ASLINDA HERKES ABD’DEN RAHATSIZ

Erol, Rusya, Çin eksenli Asya ülkeleri ile Almanya eksenli AB ülkelerinin ABD’nin politikalarından ciddi rahatsızlık duyduğunu, bu durumun da Türkiye’nin dış politikasına ivme kazandırabileceğini savundu.

ABD’nin tutumuna göre Türkiye’nin bölgesel veya uluslararası ilişiklerini şekillendirebileceğine vurgu yapan Erol, şu değerlendirmelerde bulundu:

“ABD’nin bu tavrı bir müttefik yaklaşımından ziyade ‘düşmanca bir politikaya’ işaret etmektedir. Dolayısıyla Türkiye böylesi bir yaklaşıma, niyete karşı duyarsız kalamaz, kalmamalı da. Türkiye’nin ikili ya da bölgesel-uluslararası çapta iş birliklerine ağırlık vermesi, ABD ile uzun bir zamandır yaşadığı krizin bir sonucu olarak da değerlendirilebilir. Türkiye başta Şanghay İşbirliği Örgütü (ŞİÖ), BRICS ve hatta Avrupa Birliği (AB) ile daha farklı seçeneklere gidebilir. Zira, Almanya eksenli AB’nin kendisi de ABD’nin politikalarından ciddi rahatsızlık duymaktadır.”

“ÖN ASYA BLOKU”

Türkiye’nin Rusya ve İran ile yürüttüğü Astana sürecini de farklı bir oluşumla sürdürebileceğine dikkati çeken Erol, şunları kaydetti:

“Bu da göz ardı edilmemesi gereken bir ‘Ön Asya Bloku’ anlamına gelmektedir ki zaten de facto olarak sahada varlığını göstermektedir. Dolayısıyla ‘Ön Asya Bloku’nun dışında Türkiye ABD’ye karşı siyasi-iktisadi iş birliği bazlı üç stratejik eksen daha oluşturabilir. Bunlardan birincisi, Almanya eksenli güçlendirilmiş ‘AB/Yeni Batı’ bloku. İkincisi siyasi-güvenlik temelli, Rusya-İran eksenli güçlendirilmiş ‘Avrasya Birliği’ bloku. Üçüncüsü ise Çin eksenli, iktisadi-siyasi ağırlıklı ‘Kuşak-Yol’ coğrafyasını baz alan güçlendirilmiş ‘Dünya Adası İşbirliği’ blokudur.’’

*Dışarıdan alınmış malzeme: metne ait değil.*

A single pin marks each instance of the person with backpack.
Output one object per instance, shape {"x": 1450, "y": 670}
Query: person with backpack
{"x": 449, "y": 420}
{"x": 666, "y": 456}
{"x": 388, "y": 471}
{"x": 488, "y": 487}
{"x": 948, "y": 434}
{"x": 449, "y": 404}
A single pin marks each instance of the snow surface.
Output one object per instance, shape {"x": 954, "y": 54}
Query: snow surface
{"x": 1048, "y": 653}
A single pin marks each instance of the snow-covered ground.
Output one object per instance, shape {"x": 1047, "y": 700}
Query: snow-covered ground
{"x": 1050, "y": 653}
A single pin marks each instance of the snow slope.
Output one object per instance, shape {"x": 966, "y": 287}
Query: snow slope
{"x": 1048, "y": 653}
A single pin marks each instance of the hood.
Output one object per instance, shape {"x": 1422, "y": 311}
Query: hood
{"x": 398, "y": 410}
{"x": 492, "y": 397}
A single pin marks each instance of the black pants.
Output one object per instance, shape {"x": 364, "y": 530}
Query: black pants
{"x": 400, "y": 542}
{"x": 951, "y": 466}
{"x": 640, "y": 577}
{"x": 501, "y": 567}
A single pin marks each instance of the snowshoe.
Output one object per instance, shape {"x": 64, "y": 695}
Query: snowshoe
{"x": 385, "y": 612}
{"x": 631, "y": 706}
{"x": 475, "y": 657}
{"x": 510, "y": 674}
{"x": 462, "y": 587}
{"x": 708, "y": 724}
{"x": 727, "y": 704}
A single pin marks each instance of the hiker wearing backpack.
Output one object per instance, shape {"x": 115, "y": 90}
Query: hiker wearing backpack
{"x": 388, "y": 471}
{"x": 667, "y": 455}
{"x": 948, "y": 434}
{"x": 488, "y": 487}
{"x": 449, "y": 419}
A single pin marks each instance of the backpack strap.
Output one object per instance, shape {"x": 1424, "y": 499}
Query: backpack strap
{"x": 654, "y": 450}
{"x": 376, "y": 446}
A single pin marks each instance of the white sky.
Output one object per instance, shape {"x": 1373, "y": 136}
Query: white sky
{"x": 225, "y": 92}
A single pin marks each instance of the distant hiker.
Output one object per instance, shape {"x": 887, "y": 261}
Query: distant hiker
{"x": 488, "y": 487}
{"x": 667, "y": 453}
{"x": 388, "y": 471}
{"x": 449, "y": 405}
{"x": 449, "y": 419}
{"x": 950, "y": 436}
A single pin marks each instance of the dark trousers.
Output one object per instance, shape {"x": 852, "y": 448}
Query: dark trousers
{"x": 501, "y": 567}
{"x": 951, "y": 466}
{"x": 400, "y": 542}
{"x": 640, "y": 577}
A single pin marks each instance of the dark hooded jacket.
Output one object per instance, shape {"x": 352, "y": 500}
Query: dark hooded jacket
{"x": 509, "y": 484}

FETÖ ÜZERİNDEN BASKI KURMA ÇABASI

Prof. Dr. Mehmet Seyfettin Erol, ABD’nin Türkiye’ye karşı kendi iç hukukunu kullanarak FETÖ elebaşı ve Halkbank konusu ile ilgili gelişmeler üzerinden Türkiye’yi uzun süredir baskı altında tutmaya çalıştığını kaydetti.

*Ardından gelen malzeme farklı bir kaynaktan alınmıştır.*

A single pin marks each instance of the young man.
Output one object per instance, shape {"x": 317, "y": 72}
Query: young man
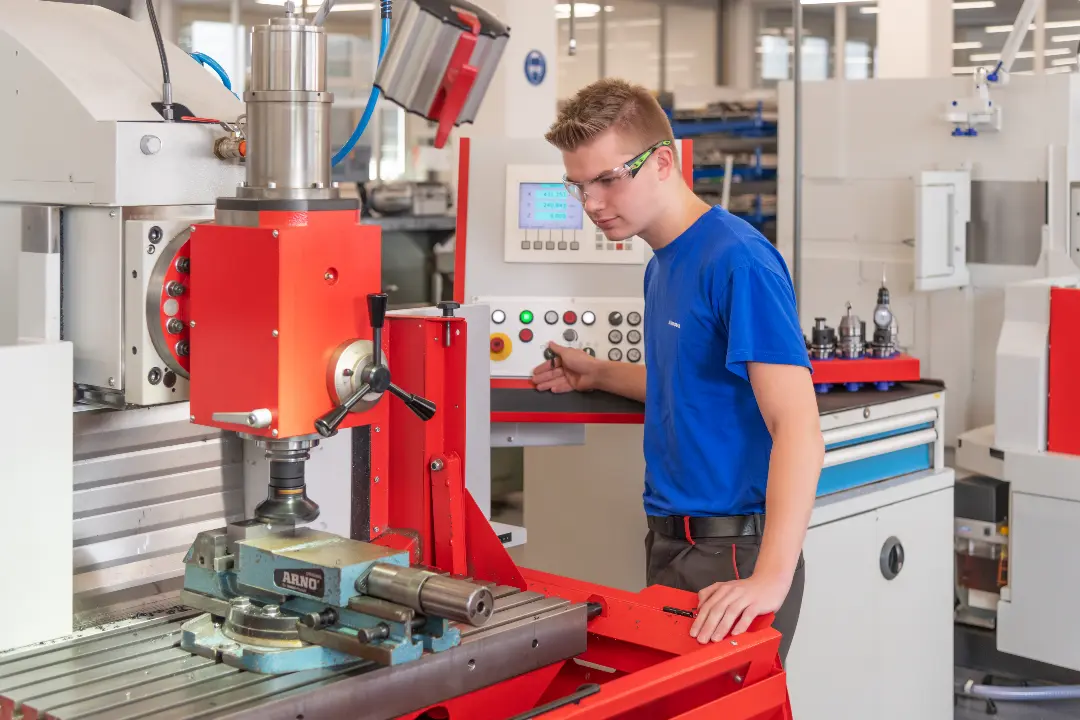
{"x": 732, "y": 442}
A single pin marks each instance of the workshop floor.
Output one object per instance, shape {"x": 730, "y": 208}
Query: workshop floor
{"x": 971, "y": 709}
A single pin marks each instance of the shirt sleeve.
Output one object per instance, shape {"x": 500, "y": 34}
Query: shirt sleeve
{"x": 757, "y": 309}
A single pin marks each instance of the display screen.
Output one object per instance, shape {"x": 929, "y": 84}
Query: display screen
{"x": 548, "y": 206}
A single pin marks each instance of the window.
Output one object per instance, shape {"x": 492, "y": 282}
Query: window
{"x": 774, "y": 51}
{"x": 856, "y": 59}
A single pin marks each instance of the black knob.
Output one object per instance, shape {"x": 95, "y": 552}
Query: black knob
{"x": 328, "y": 423}
{"x": 892, "y": 558}
{"x": 377, "y": 309}
{"x": 316, "y": 621}
{"x": 420, "y": 406}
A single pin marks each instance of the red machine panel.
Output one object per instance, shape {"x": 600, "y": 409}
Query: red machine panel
{"x": 269, "y": 306}
{"x": 1063, "y": 421}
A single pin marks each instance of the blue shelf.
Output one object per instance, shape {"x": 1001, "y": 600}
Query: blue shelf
{"x": 739, "y": 173}
{"x": 753, "y": 127}
{"x": 747, "y": 124}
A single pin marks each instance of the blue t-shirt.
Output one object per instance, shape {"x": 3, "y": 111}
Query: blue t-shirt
{"x": 716, "y": 298}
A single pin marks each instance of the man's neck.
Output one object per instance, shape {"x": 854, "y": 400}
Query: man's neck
{"x": 684, "y": 213}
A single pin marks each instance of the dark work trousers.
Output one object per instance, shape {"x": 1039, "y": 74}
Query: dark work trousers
{"x": 679, "y": 565}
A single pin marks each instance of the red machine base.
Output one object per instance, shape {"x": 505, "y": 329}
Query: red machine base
{"x": 645, "y": 663}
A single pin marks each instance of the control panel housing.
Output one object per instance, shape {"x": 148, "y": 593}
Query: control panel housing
{"x": 544, "y": 223}
{"x": 609, "y": 328}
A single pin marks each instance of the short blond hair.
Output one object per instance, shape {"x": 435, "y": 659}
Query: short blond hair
{"x": 606, "y": 104}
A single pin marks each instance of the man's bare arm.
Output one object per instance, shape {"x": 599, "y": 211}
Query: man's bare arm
{"x": 577, "y": 370}
{"x": 790, "y": 408}
{"x": 787, "y": 403}
{"x": 624, "y": 379}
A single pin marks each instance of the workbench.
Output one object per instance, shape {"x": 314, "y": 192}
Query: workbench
{"x": 877, "y": 609}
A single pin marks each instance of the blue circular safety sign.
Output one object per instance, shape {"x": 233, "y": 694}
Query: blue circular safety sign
{"x": 536, "y": 67}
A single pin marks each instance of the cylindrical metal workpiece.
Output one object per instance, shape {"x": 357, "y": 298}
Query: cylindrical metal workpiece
{"x": 445, "y": 597}
{"x": 288, "y": 112}
{"x": 431, "y": 594}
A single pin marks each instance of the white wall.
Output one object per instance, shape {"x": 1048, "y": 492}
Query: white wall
{"x": 864, "y": 144}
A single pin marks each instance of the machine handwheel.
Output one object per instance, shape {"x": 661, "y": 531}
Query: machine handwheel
{"x": 167, "y": 302}
{"x": 892, "y": 558}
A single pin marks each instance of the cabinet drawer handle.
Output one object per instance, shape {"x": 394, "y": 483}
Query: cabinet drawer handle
{"x": 892, "y": 558}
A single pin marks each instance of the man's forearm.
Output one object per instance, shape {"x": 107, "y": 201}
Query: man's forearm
{"x": 794, "y": 470}
{"x": 624, "y": 379}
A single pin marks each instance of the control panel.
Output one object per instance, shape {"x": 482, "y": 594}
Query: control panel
{"x": 544, "y": 223}
{"x": 609, "y": 328}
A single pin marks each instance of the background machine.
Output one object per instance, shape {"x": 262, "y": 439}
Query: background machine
{"x": 251, "y": 287}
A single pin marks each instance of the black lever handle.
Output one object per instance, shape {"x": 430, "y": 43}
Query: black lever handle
{"x": 328, "y": 423}
{"x": 377, "y": 309}
{"x": 377, "y": 315}
{"x": 421, "y": 406}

Türkiye’yi hedef alan ABD yaptırımlarının gelecekte nasıl şekilleneceğine dair öngörülerde de bulunan Erol şunları anlattı:

“Gelecekte bu strateji, Halkbank ile sınırlı kalmayarak Türk bankacılık sistemini de hedef alabilir. Buna ek olarak Mike Pence’in de ifade ettiği üzere Türkiye ekonomik yaptırımlarla da karşı karşıya kalabilir. Bu noktada belirtilmesi gereken asıl husus, ABD’nin yaptırım kararlarının yalnızca Brunson davasıyla ilişkili olmadığıdır. Zira Washington’un rahatsızlığı, Ankara’nın çok yönlü dış politikasından kaynaklanmaktadır. Unutulmaması gerekir ki son dönemde Türkiye’nin, Suriye konulu Astana Müzakereleri, terör örgütü PYD-YPG-PKK’ya karşı operasyonları ve S-400 hava savunma sistemleri konusunda Rusya ile geliştirdiği işbirliği süreci üzerinden bağımsız dış politika refleksi geliştirmektedir.’’

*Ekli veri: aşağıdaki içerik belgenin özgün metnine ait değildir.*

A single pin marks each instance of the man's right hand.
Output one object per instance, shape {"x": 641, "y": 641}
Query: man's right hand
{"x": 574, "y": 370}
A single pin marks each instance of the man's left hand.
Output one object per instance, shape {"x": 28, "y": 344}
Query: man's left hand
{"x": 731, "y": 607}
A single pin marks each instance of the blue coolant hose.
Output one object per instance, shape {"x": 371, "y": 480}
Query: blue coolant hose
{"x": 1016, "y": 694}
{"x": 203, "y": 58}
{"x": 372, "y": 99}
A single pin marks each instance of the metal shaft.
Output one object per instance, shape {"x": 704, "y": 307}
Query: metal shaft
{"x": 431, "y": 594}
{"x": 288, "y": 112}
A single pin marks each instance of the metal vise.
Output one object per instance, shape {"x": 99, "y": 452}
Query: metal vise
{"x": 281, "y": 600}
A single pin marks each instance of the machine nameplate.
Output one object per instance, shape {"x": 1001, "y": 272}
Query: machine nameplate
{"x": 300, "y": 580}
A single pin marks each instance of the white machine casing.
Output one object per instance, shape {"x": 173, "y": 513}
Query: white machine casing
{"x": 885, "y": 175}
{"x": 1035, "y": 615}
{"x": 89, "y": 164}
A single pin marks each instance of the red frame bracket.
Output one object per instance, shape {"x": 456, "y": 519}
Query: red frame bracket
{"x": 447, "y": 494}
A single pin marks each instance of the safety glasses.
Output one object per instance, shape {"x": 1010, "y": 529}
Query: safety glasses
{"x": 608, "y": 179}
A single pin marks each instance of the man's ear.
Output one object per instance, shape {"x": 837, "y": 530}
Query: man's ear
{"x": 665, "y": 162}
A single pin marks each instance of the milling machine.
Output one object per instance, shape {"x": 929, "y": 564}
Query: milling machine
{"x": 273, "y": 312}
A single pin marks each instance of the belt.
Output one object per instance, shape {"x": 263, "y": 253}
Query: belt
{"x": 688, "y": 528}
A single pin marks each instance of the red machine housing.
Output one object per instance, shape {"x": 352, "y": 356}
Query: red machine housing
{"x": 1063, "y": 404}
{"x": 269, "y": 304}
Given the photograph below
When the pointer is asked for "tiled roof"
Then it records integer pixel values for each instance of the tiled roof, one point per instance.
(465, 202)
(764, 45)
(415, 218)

YAPTIRIMLARIN HUKUKİ DAYANAĞI YOK

Diğer yandan ANKASAM Uluslararası Hukuk Uzmanı Olimjon Sobir, bireysel boyuttaki yaptırımların devlet düzeyindeki ekonomik yaptırımlara dönüşme ihtimalinin çok düşük olduğunu savundu.

Türkiye için özel hazırlanmış bir yaptırım paketinin varlığına dair herhangi bir resmi açıklamanın olmadığını aktaran Sobir, “Türk şirketler ve kişilerden oluşan bir ekonomik yaptırım listesi hazırlandığına dair ortaya atılan iddia Bloomberg ajansının kendi kaynaklarına dayandırdığı bir haber olup resmi olarak doğrulanmamıştır. Twitter hesabından yaptığı açıklamada ise Mike Pence, Papaz Andrew Brunson serbest bırakılana kadar genel olarak sert ekonomik yaptırımların uygulanacağını söylemiş; fakat bir yaptırım listesinin hazırlandığından bahsetmemiştir.’’ dedi.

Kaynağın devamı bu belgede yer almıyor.